Beatriz Hernandez-Fonta Codesido. (2024). Development of a Fake News Detection System using Ma- chine Learning and Natural Language Processing Techniques. Final Career Project (TFG). Universidad Politécnica de Madrid.

Abstract:
Over the last few years with the increasing technological innovations the number of sources of information have significantly increased. In today’s society, where we are all widely connected, news spread quickly and anybody can publish a news article. Such an ease has facilitated the growth of the so-called “fake news”. We are at a point where confronted with a piece of news, we have doubts regarding its authenticity. Publishing fake news leads to misinformation, bad decision making and it could be really harmful, especially when it is related to certain topics such as health, politics, religion or even bad press about a certain company or person. That is also known as disinformation and large-scale campaigns about it have become a major challenge for Europe, as a result the commission has developed numerous initiatives to tackle it. The main objective of this project is to explore the use of learning models to detect “fake news”. With the development of these models “fake news” will be identified and stopped from spreading, leading to an improvement on the digital environment making it a more reliable source of information and a safer place to research and acquire knowledge . To make this possible, different sources of data with news already classified as fake or not will be collected.
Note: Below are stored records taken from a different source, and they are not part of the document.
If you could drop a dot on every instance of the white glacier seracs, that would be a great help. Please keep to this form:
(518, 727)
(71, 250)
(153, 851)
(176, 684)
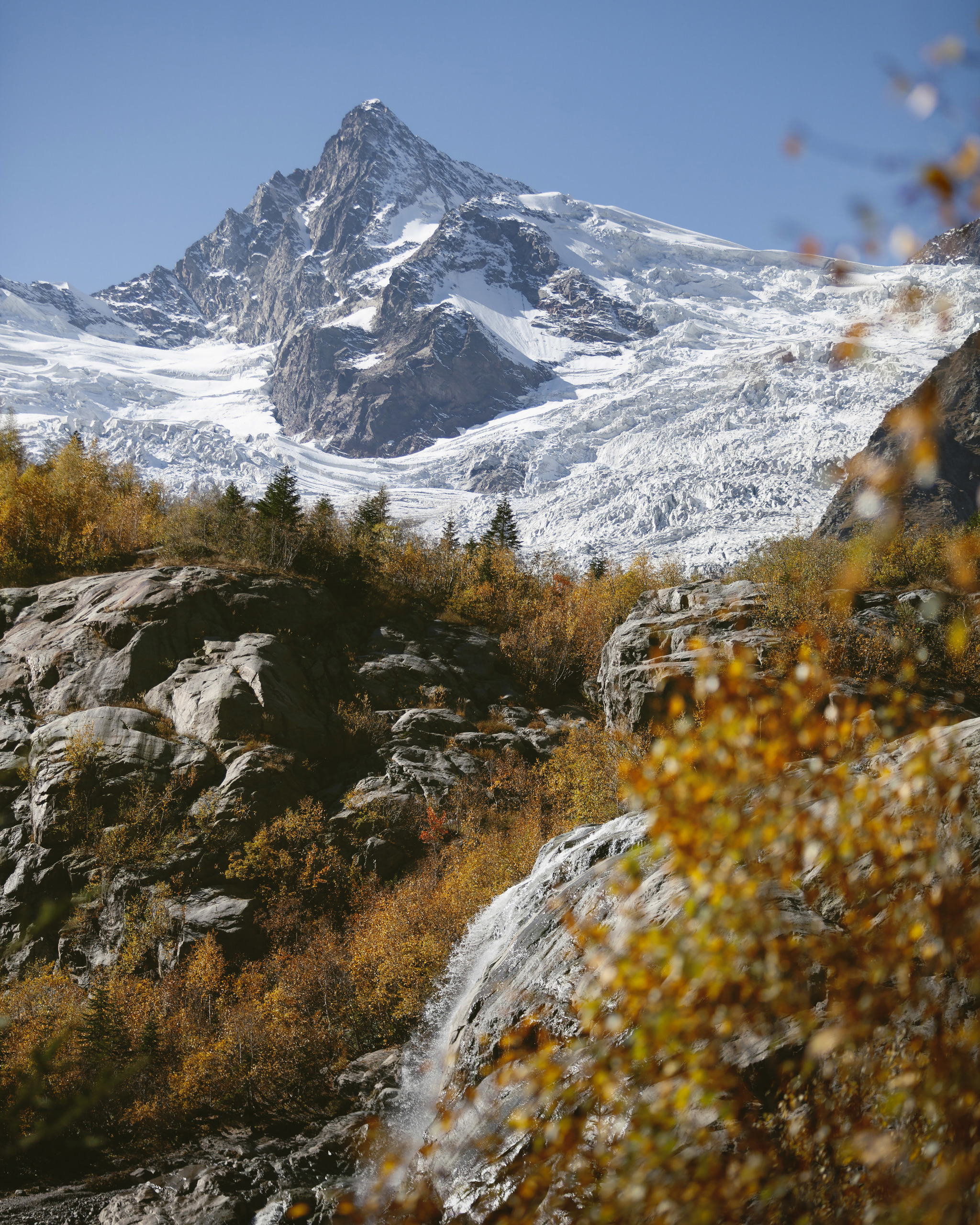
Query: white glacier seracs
(699, 441)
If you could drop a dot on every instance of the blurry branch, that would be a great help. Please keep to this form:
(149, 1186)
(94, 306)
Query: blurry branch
(948, 182)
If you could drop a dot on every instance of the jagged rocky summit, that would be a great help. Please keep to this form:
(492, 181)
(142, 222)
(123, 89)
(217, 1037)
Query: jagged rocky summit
(346, 266)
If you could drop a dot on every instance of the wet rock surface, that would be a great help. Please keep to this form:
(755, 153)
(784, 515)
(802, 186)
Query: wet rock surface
(239, 1175)
(226, 686)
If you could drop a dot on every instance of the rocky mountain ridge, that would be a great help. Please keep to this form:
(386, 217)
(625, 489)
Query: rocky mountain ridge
(344, 267)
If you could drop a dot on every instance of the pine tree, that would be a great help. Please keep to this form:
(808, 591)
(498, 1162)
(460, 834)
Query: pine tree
(322, 520)
(450, 541)
(373, 512)
(150, 1039)
(281, 501)
(502, 530)
(232, 500)
(103, 1036)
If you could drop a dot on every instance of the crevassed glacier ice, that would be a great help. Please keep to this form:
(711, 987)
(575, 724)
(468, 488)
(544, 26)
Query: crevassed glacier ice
(699, 441)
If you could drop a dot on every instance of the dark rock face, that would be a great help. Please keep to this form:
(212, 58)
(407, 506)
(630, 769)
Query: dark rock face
(961, 245)
(160, 307)
(352, 267)
(951, 399)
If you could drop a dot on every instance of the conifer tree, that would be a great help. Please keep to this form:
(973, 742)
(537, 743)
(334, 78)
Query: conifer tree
(502, 530)
(320, 520)
(281, 502)
(103, 1036)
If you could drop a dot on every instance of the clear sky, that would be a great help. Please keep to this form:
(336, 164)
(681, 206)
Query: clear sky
(128, 128)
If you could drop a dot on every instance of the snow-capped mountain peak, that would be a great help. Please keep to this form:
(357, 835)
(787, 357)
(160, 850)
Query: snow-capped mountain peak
(394, 315)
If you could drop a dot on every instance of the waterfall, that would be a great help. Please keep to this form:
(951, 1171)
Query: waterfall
(484, 946)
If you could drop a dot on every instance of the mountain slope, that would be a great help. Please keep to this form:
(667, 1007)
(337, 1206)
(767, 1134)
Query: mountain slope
(630, 385)
(941, 495)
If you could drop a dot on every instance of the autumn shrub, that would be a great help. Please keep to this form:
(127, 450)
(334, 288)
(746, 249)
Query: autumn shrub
(74, 511)
(583, 777)
(810, 590)
(786, 1029)
(291, 856)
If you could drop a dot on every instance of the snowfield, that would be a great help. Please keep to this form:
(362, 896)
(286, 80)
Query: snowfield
(699, 441)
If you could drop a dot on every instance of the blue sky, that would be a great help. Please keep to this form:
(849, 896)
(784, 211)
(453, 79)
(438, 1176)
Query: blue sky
(126, 129)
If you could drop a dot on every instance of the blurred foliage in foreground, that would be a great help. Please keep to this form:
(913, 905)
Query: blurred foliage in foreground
(787, 1031)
The gathered data was firstly preprocessed using natural language processing techniques such as removing stop words and punctuation, lemmatizing and tokenizing. To continue, different data representations were presented, and at last, using different machine learning techniques various models were created and trained in order to get the best possible accuracy. In order to carry out the procedures mentioned above, Python has been used with several of its libraries but mainly Scikit-Learn. Scikit-Learn is a library which provides multiple Machine Learning algorithms, it’s built upon SciPy and particularly uses NumPy for making the arrays and pandas for the data analysis. A part from that we will make use of Hugging Face to enable implementing the Transformers model BERT.